Relativistic Collisionless Shocks in Unmagnetized Electron-Positron Plasmas

TL;DR

This study demonstrates that collisionless shock waves can be generated in unmagnetized electron-positron plasmas through Weibel-like instabilities, leading to magnetic field generation and complex particle interactions, without significant particle acceleration.

Contribution

First simulation showing relativistic collisionless shocks in unmagnetized electron-positron plasmas driven by plasma instabilities.

Findings

Magnetic fields generated by Weibel-like instability at shock transition.

Shock propagates at nearly constant speed without linear wave support.

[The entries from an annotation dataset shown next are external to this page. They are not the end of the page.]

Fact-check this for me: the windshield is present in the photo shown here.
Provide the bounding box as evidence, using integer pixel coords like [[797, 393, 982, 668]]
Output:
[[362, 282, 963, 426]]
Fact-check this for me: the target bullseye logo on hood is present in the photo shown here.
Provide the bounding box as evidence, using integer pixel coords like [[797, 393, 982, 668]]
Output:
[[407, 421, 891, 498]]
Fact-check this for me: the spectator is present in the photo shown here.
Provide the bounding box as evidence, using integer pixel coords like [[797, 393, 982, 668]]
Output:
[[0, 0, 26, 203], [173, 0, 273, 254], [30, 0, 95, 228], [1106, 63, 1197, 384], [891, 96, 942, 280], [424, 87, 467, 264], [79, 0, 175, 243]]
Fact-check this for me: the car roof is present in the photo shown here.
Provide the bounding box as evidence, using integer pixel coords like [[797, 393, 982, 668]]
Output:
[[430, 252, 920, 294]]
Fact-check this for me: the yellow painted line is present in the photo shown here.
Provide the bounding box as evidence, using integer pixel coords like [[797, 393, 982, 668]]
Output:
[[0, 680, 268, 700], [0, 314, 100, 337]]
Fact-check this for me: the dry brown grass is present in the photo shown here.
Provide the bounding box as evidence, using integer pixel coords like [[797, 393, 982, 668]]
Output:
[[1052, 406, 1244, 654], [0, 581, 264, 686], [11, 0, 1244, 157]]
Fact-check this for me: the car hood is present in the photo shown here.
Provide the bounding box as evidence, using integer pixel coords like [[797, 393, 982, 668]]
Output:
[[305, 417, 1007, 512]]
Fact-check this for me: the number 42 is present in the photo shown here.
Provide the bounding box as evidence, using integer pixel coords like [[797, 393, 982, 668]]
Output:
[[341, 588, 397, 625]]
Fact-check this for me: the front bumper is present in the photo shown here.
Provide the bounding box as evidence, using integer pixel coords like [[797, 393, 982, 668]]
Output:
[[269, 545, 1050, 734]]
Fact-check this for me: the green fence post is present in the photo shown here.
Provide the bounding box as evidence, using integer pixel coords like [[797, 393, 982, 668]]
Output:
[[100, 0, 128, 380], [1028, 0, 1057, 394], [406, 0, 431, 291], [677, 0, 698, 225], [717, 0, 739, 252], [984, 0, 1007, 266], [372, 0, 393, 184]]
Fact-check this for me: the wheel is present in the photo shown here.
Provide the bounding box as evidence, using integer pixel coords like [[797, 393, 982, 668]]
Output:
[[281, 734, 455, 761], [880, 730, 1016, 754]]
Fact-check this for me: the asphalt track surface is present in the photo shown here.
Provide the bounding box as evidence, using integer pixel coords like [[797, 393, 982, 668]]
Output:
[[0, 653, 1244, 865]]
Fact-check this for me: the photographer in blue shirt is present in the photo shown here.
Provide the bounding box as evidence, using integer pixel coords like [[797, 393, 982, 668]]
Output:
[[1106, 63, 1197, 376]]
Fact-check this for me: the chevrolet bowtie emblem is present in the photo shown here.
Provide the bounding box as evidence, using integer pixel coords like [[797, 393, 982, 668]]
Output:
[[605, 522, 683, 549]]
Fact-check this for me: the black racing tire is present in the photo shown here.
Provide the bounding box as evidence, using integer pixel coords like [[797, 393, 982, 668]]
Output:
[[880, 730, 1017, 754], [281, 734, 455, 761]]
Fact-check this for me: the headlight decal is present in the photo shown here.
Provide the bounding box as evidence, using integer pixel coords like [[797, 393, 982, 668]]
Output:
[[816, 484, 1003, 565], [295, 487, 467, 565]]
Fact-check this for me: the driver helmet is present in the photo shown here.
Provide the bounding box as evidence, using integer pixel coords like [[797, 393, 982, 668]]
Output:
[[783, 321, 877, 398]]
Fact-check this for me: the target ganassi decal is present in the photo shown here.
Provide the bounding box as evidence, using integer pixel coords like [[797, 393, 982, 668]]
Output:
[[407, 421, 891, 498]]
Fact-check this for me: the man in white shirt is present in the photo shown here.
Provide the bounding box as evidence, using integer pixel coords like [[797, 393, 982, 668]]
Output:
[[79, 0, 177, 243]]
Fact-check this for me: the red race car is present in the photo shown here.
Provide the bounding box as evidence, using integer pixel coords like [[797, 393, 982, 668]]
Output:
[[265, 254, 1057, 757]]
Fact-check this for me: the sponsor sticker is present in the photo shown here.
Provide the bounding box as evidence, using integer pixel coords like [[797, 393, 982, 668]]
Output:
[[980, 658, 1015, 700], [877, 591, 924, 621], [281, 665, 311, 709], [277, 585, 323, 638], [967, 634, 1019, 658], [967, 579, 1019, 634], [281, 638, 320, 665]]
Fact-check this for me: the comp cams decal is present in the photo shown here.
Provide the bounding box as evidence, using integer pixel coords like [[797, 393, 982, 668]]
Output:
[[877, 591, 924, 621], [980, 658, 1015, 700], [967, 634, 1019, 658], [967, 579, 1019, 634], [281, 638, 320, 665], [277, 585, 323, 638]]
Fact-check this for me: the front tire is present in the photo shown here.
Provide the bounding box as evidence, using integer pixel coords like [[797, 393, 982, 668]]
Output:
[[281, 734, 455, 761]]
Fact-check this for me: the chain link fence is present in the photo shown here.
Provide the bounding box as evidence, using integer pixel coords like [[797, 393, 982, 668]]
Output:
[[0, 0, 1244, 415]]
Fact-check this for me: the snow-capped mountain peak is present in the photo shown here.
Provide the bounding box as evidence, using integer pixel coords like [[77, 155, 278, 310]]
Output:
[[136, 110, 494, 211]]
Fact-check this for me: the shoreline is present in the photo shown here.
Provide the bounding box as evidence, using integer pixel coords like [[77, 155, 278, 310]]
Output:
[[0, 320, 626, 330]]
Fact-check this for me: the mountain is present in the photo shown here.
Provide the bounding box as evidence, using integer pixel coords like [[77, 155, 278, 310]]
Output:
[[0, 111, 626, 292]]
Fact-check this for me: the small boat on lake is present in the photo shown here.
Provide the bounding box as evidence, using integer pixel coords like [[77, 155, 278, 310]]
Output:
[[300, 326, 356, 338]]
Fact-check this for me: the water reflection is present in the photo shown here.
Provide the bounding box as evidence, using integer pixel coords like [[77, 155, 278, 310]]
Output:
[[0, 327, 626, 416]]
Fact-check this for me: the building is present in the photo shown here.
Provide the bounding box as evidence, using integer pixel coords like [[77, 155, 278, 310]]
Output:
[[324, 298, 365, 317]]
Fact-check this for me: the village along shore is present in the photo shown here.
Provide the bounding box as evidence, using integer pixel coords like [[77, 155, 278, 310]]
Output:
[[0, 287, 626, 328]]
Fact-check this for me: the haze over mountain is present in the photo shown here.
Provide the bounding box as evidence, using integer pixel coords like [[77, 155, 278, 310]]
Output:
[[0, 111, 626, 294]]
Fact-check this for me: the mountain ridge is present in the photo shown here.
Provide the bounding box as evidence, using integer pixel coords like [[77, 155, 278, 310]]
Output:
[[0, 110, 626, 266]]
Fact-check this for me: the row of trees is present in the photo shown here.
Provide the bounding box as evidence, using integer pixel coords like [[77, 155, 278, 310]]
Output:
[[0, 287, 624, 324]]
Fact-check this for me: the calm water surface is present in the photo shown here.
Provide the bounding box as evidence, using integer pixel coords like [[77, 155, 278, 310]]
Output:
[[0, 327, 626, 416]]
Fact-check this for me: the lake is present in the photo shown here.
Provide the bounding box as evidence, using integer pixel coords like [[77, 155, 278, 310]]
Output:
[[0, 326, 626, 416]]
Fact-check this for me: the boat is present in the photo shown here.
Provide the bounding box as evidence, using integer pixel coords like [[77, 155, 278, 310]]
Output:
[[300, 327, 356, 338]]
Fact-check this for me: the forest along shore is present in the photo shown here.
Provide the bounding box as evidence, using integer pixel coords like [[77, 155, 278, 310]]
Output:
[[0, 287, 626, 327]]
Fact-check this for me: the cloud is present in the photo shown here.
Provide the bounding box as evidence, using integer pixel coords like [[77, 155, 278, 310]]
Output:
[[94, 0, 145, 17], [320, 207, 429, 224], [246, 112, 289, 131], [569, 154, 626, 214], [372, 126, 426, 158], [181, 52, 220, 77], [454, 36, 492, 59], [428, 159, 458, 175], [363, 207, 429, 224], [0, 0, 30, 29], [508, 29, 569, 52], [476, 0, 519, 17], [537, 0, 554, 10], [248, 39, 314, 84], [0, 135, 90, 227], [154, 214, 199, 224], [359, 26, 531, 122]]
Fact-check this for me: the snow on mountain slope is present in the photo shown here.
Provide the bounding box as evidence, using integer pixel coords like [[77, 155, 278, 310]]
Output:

Downstream particles can return upstream, causing charge separation and field generation.

Abstract

It is shown that collisionless shock waves can be driven in unmagnetized electron-positron plasmas by performing a two-dimensional particle-in-cell simulation. At the shock transition region, strong magnetic fields are generated by a Weibel-like instability. The generated magnetic fields are strong enough to deflect the incoming particles from upstream of the shock at a large angle and provide an effective dissipation mechanism for the shock. The structure of the collisionless shock propagates at an almost constant speed. There is no linear wave corresponding to the shock wave and therefore this can be regarded as a kind of ``instability-driven'' shock wave. The generated magnetic fields rapidly decay in the downstream region. It is also observed that a fraction of the thermalized particles in the downstream region return upstream through the shock transition region. These particles interact with the upstream incoming particles and cause the generation of charge-separated current filaments in the upstream of the shock as well as the electrostatic beam instability. As a result, electric and magnetic fields are generated even upstream of the shock transition region. No efficient acceleration processes of particles were observed in our simulation.